EU Realizing It Got The Short End Of The Stick In Agreeing To Let US Spy On Bank Data
from the whoops dept
A little over a year ago, the EU agreed to a deal with the US, called the SWIFT agreement, which said that the US could get access to EU citizens' financial transaction data. This was so that the US could (in theory) better track down terrorists. That's the story we're told, anyway. There are a variety of conditions imposed on the US, such as that they have to justify their requests, the requests must be specific rather than general, and that it is limited only to people with "links to terrorist activity." Oh yeah and any EU citizen is supposed to have the right to find out if the US accessed his or her financial data.Apparently, an EU Parliament member decided to test this last part out and got a major runaround, in order to keep him from finding out if his data was seen by the Americans. Meanwhile, the Europol Joint Supervisory Body (JSB) complained that the requests from the US to get this kind of data have been too vague (remember, they're required to be specific) to determine if they're valid.
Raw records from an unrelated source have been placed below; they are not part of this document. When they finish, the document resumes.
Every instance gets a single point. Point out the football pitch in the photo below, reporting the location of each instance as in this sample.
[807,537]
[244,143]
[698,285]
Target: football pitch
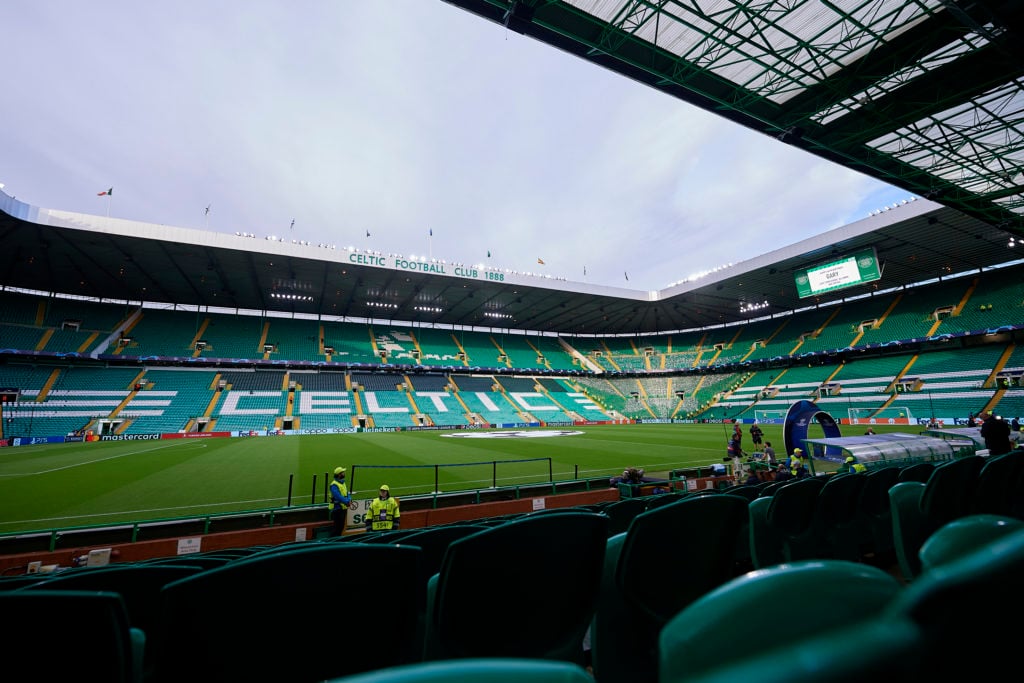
[115,482]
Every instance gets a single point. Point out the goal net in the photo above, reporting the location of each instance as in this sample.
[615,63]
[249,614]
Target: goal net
[880,415]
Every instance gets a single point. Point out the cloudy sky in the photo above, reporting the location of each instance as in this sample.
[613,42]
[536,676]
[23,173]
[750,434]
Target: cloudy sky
[397,119]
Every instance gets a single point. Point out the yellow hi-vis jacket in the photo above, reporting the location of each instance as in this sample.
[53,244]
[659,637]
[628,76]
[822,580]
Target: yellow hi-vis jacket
[383,513]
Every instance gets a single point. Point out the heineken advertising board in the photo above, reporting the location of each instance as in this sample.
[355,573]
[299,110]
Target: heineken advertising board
[849,270]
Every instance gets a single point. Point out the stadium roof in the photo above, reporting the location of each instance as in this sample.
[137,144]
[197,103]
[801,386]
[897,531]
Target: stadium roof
[115,259]
[925,94]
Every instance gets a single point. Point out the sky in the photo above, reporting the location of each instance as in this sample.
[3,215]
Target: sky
[436,132]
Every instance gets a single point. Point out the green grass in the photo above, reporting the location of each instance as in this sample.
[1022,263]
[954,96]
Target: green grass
[75,484]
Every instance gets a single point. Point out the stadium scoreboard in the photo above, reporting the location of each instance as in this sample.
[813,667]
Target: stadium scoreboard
[857,268]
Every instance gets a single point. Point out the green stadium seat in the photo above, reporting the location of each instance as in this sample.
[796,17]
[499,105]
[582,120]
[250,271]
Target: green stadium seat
[792,516]
[476,671]
[920,509]
[671,556]
[836,516]
[69,634]
[269,616]
[876,649]
[873,517]
[621,513]
[966,609]
[137,584]
[962,537]
[755,613]
[996,489]
[551,561]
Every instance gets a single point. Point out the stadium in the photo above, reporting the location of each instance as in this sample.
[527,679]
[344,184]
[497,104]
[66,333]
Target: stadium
[195,388]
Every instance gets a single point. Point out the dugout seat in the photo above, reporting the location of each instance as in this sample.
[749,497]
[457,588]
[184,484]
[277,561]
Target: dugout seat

Given all of this, it appears the EU is wondering why it's turning data over to the US at all. As the reporter Nick Farrell notes in that last link, what's kind of amazing here is that the US has been given access to financial data of citizens of other countries, and you'd think it would be bending over backwards to keep that sort of access. Basically ignoring the very rules it agreed to seems like a good way to completely lose that access.